Search code examples
pythoncsverror-handlingunicodedecode

Opening files (csv.gz) containing undefined characters and passing files into function


I have a function where the arguments passed are 5 filepaths. However, the first path is to a csv.gz where there seems to be an undefined character inside of the file. How can I work around this?

I'm using Python version 3.11.1. Code and error message shown below.

function(r"filepath1", r"filepath2", r"filepath3", r"filepath4", r"filepath5")

Error Message:

Cell In[3], line 8, in function(filepath1, filepath2, filepath3, filepath4, filepath5)
 6 file1DateMap = {}
 7 infd = open(file1path1, 'r')
 8 infd.readline()
 9 for line in infd:
10     tokens = line.strip().split(',')
 
File ~\AppData\Local\Programs\Python\Python311\Lib\encodings\cp1252.py:23, in IncrementalDecoder.decode(self, input, final)
22 def decode(self, input, final=False):
23     return codecs.charmap_decode(input,self.errors,decoding_table)[0]
 
UnicodeDecodeError: 'charmap' codec can't decode byte 0x9d in position 94: character maps to undefined

I tried

file = open(filename, encoding="utf8")

but encoding was undefined in my version of Python.

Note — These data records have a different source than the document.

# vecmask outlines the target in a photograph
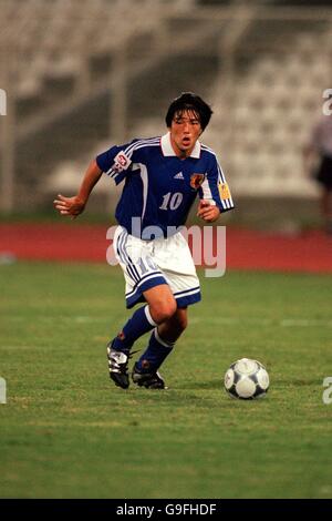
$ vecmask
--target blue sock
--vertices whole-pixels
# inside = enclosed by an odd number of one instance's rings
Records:
[[[151,316],[148,305],[139,307],[113,340],[113,349],[129,353],[134,341],[154,327],[156,323]]]
[[[156,371],[169,355],[173,347],[174,344],[163,340],[158,335],[157,328],[155,328],[149,338],[147,349],[136,362],[137,369],[142,372]]]

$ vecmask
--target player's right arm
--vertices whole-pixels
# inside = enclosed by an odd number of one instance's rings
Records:
[[[64,195],[59,194],[58,198],[53,202],[55,208],[62,215],[69,215],[72,218],[77,217],[87,203],[89,196],[98,182],[102,175],[102,170],[98,167],[96,161],[92,161],[84,174],[82,184],[76,195],[72,197],[65,197]]]

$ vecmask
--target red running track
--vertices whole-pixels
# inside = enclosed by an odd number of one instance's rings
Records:
[[[104,225],[0,224],[0,259],[106,262]],[[227,269],[332,273],[332,236],[227,228]]]

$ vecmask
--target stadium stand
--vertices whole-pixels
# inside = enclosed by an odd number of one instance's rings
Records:
[[[301,150],[331,86],[332,10],[247,3],[0,0],[1,208],[49,207],[105,143],[163,132],[181,90],[212,102],[205,141],[236,194],[314,196]]]

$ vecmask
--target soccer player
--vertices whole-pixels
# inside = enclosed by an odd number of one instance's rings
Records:
[[[200,300],[194,260],[179,231],[196,196],[197,215],[207,223],[234,207],[215,153],[198,140],[211,114],[201,98],[183,93],[168,108],[167,134],[112,146],[92,161],[77,195],[54,201],[62,215],[76,217],[103,172],[116,184],[124,181],[113,247],[124,272],[126,307],[145,304],[107,345],[110,377],[123,389],[129,386],[131,348],[147,331],[152,335],[132,380],[165,388],[158,369],[187,327],[188,306]]]
[[[307,165],[314,156],[319,160],[313,176],[321,186],[320,206],[324,227],[328,234],[332,234],[332,114],[324,114],[315,124],[311,142],[303,153]],[[311,172],[310,166],[308,170]]]

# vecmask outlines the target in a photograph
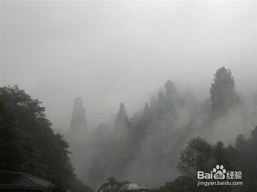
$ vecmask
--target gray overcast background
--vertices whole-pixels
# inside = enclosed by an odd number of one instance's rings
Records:
[[[216,70],[256,92],[256,3],[2,1],[1,85],[43,102],[69,128],[83,100],[89,129],[123,102],[129,116],[168,79],[199,101]]]

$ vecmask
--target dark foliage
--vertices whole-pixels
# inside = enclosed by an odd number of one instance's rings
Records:
[[[0,88],[0,169],[48,179],[56,191],[63,188],[91,191],[76,178],[69,145],[53,133],[41,104],[17,85]],[[76,188],[75,183],[81,187]]]

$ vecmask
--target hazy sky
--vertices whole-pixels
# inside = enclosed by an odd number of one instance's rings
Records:
[[[91,128],[123,102],[143,108],[168,79],[199,101],[216,70],[256,91],[256,3],[1,1],[1,85],[43,102],[53,127],[69,128],[82,98]]]

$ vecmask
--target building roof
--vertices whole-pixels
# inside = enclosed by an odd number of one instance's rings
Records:
[[[50,182],[38,177],[0,170],[0,188],[42,189],[50,185]]]
[[[139,185],[136,183],[128,183],[122,186],[118,190],[118,192],[131,191],[148,191],[149,189],[145,186]]]

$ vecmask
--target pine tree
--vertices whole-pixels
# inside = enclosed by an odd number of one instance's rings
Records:
[[[239,102],[235,90],[234,78],[230,69],[223,67],[214,74],[214,83],[210,90],[212,108],[214,111],[226,112]]]

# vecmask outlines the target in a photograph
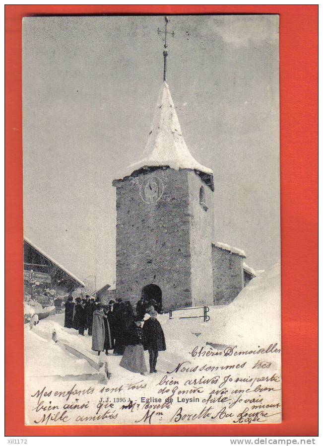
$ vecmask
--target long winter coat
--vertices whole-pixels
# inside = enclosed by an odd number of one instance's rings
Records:
[[[104,312],[103,309],[96,309],[93,312],[92,327],[92,349],[95,352],[104,350]]]
[[[145,321],[142,331],[144,350],[147,350],[149,348],[152,348],[159,352],[166,350],[166,344],[164,332],[157,319],[153,319],[150,317]]]
[[[86,328],[87,321],[86,320],[86,311],[84,306],[80,303],[76,303],[75,306],[75,314],[73,320],[74,328],[76,330],[79,328]]]
[[[107,313],[105,313],[105,317],[103,319],[104,322],[104,350],[111,350],[114,348],[114,339],[112,335],[112,330],[109,322]]]
[[[132,322],[126,331],[124,337],[125,345],[142,345],[143,331],[141,327]]]
[[[74,302],[71,302],[70,300],[67,300],[65,304],[64,326],[67,328],[73,328],[73,312],[74,305]]]
[[[95,304],[93,300],[88,300],[85,304],[86,321],[88,327],[92,327],[93,320],[93,312],[95,309]]]

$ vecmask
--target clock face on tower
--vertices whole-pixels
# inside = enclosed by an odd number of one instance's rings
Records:
[[[145,178],[140,188],[140,196],[146,203],[156,203],[161,198],[163,191],[161,180],[155,176]]]

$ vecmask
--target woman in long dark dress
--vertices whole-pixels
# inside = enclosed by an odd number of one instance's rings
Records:
[[[112,330],[109,322],[109,308],[104,309],[104,350],[106,355],[109,355],[108,350],[112,350],[114,347],[114,340],[112,335]],[[111,319],[110,319],[111,320]]]
[[[126,333],[125,342],[127,343],[127,347],[120,366],[133,373],[143,375],[147,372],[147,367],[143,356],[142,319],[140,316],[134,319]]]
[[[92,349],[98,352],[98,355],[104,349],[105,329],[104,311],[100,303],[98,303],[93,312],[92,329]]]

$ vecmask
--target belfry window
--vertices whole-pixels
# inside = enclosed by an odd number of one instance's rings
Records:
[[[199,188],[199,204],[203,208],[204,211],[207,211],[208,208],[206,206],[205,198],[205,191],[202,186]]]

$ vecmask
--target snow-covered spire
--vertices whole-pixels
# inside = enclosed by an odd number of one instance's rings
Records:
[[[159,93],[143,157],[129,166],[124,176],[141,168],[159,166],[169,166],[176,170],[192,169],[213,175],[211,169],[200,164],[190,153],[166,81]]]

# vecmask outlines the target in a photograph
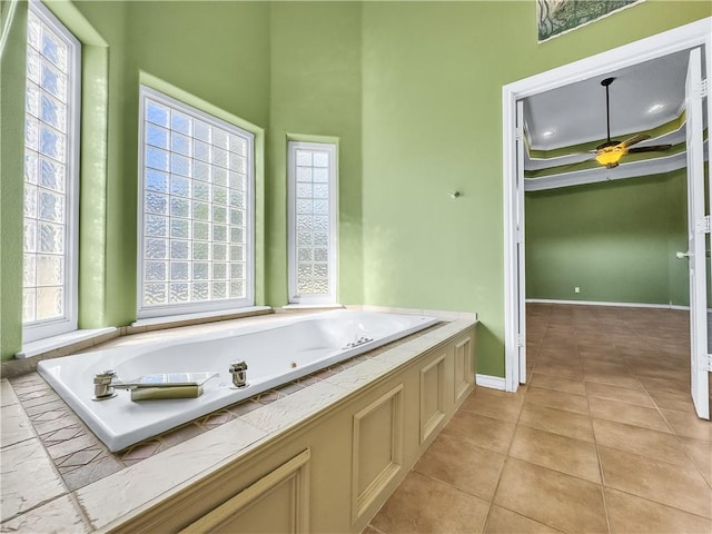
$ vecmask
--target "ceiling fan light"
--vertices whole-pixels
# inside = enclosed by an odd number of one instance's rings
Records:
[[[617,167],[623,154],[623,150],[602,150],[596,155],[596,161],[600,165],[605,165],[606,167],[610,165]],[[609,168],[612,169],[613,167]]]

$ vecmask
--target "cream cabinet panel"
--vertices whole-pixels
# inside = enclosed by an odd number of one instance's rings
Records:
[[[246,487],[182,532],[308,533],[309,449]]]
[[[421,368],[421,445],[445,419],[445,356]]]
[[[354,415],[352,521],[386,488],[403,465],[403,384]]]
[[[467,336],[455,344],[455,405],[459,405],[472,388],[474,375],[472,337]]]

I tried the "with open" method

file2 = r"file2path"
file3 = r"file3path"
file4 = r"file4path"
file5 = r"file5path"
file1name = r"file1path"
with open(file1name, 'r') as file1:
    function(file1, file2, file3, file4, file5)

but the function was expecting a string:

TypeError: expected str, bytes or os.PathLike object, not TextIOWrapper

I am expecting the function to run and write the processed output to folders on my desktop.

UPDATE

I checked the encoding of the file in Visual Studio Code, it stated UTF 8. I wrote the following code:

with open(r"path1", encoding="utf8") as openfile1:
    file1 = openfile1.read()

Received this error:

UnicodeDecodeError: 'utf-8' codec can't decode byte 0x8b in position 1: invalid start byte

UPDATE 2

Checked encoding with this code

with open(r"filepath1") as f:
    print(f)

encoding='cp1252'

However now when I pass the new encoding argument:

with open(r"path1", encoding="cp1252") as openfile1:
    file1 = openfile1.read()

I am back to square 1 with the following error message:

UnicodeDecodeError: 'charmap' codec can't decode byte 0x9d in position 94: character maps to undefined

UPDATE 3

Gzip worked. I used the following code:

import gzip
with gzip.open(r"path1", mode="rb") as openfile1:
    file1 = openfile1.read()

Solution

  • If you have a CSV file compressed into a gzip file, you should be able to read the gzip file as simply as:

    with gzip.open("input.csv.gz", "rt", newline="", encoding="utf-8") as f:
    

    I believe you'll want rt to read it as text (and not rb which will return non-decoded bytes); and of course pick the actual encoding of the file (I always use utf-8 for my examples).

    To further decode the CSV in the text file f, I recommend using the standard library's csv module:

    ...
        reader = csv.reader(f)
        for row in reader:
            print(row)